Tuesday, August 7, 2012

Andy's Shoes

"Andy's Shoes" by Richard Avendon

Holes in shoes showing socks a reminder of impecunious days
You were pissed off back then stuck it seemed in nothing but
Shitty commercial art jobs that just barely paid the bills
A series of one-night stands with commerce not a marriage
Drawing shoes until you could cop a better gig doing your art
It's trippy to think of how well it has worked out for you
Maybe the shoes were portentous of success and not of defeat
For awhile you thought to emend those shoes from your story
But then you decided to wear these cut-up shoes like a caterwaul
To draw attention to your feet and damn the veracity

* * * * * *

[Note: Written as a continuation of an exercise introduced at a workshop called "High Art/Low Language: Experiments in Poetic Style," conducted by Eileen G'Sell at the Mildred Lane Kemper Art Museum, where Elizabeth Peyton's exhibition "Ghost" had been on display.
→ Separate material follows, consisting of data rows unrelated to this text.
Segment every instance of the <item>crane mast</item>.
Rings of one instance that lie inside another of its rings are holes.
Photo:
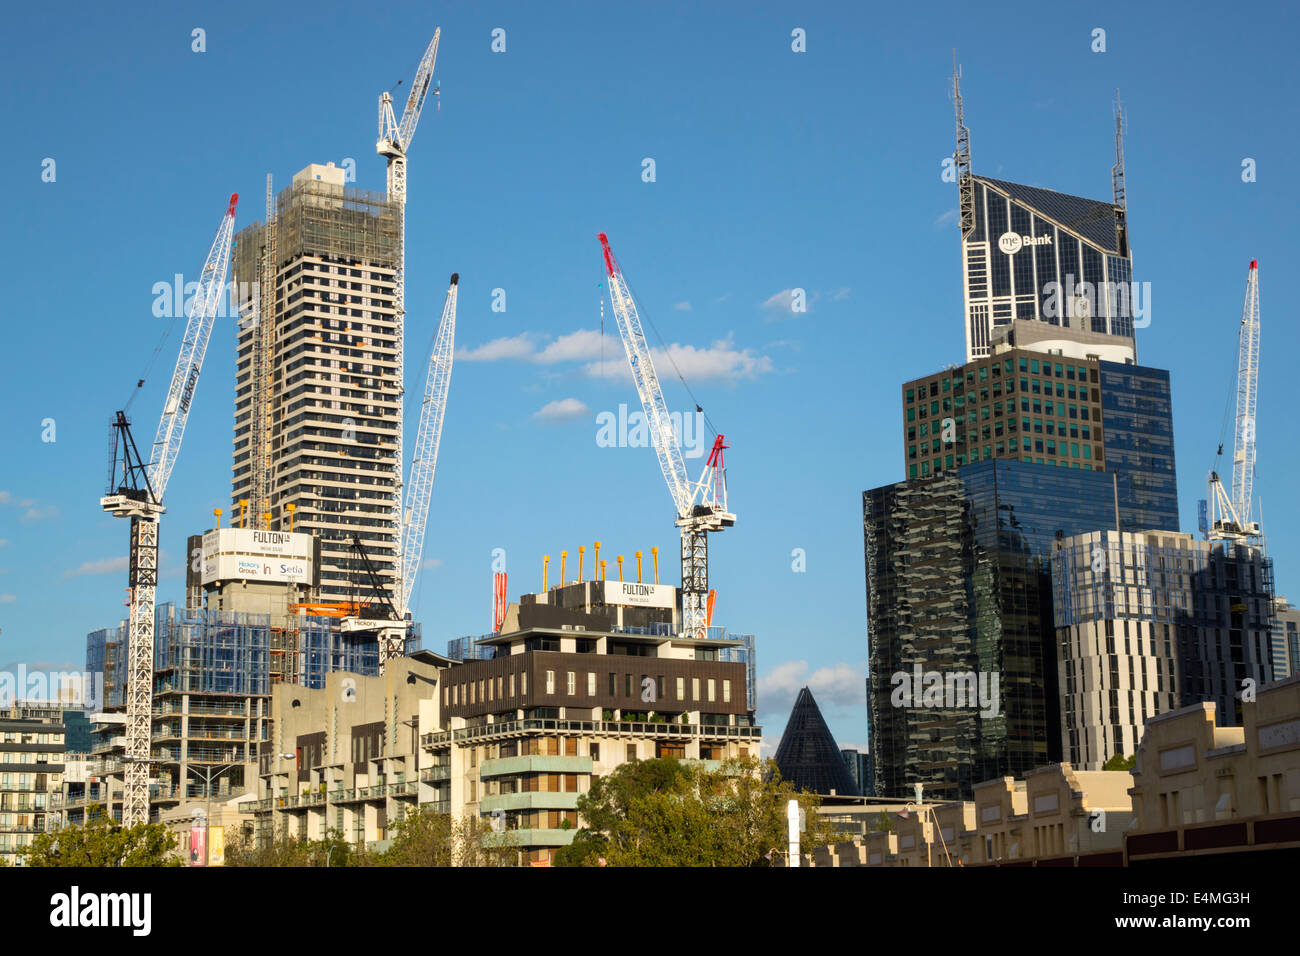
[[[163,402],[152,454],[144,462],[136,449],[125,412],[113,421],[113,459],[108,494],[100,507],[118,518],[131,519],[128,590],[130,623],[127,632],[126,757],[123,761],[122,825],[149,821],[149,762],[153,715],[154,610],[158,588],[158,522],[165,507],[163,494],[185,437],[185,424],[203,370],[203,356],[230,266],[238,195],[217,227],[216,238],[190,301],[185,336]]]
[[[1259,522],[1251,520],[1255,490],[1255,405],[1259,392],[1259,262],[1252,259],[1246,275],[1246,301],[1237,342],[1237,416],[1233,429],[1232,493],[1217,472],[1210,472],[1210,507],[1214,522],[1210,537],[1259,541]],[[1220,448],[1222,451],[1222,448]]]
[[[650,440],[659,458],[659,468],[668,494],[676,510],[676,525],[681,529],[681,618],[682,632],[689,637],[704,637],[707,633],[709,594],[709,542],[710,531],[722,531],[736,523],[736,516],[727,511],[726,469],[722,452],[728,446],[722,435],[713,442],[708,463],[700,480],[691,482],[686,474],[686,463],[672,417],[664,401],[659,376],[655,372],[650,346],[641,327],[641,317],[636,302],[628,291],[623,271],[609,247],[609,237],[600,233],[601,249],[605,256],[610,305],[618,322],[619,336],[627,353],[628,367],[641,398],[641,408],[650,428]]]
[[[399,397],[397,403],[397,455],[394,459],[393,469],[395,487],[392,502],[393,527],[397,529],[402,527],[402,461],[404,458],[402,451],[402,419],[404,413],[401,395],[405,393],[404,383],[406,381],[406,154],[411,148],[411,140],[415,137],[415,127],[420,122],[420,111],[424,109],[424,101],[429,94],[429,86],[433,81],[433,65],[438,59],[438,39],[441,34],[441,28],[433,31],[433,39],[429,41],[424,56],[420,58],[420,65],[416,67],[415,79],[411,83],[411,92],[406,98],[406,109],[403,110],[400,121],[393,114],[392,94],[384,92],[379,96],[379,139],[375,142],[375,152],[388,160],[388,201],[397,207],[397,264],[393,275],[393,309],[397,318],[397,368],[395,372]],[[433,93],[435,96],[438,95],[436,85]],[[393,569],[398,579],[394,582],[394,591],[400,595],[405,590],[405,585],[400,577],[404,558],[401,554],[398,554],[396,558],[397,560],[393,562]]]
Participants in the workshop viewed the exhibit and picked two images to write poems about, choosing from five "high culture" and five "low culture" words that they had drawn from a hat. For this exercise, I used all of the words in the order I wrote them in my notebook.

I couldn't find an on-line image of Peyton's "Andy's Shoes (After Avendon)" so I used Avendon's original phototograph.]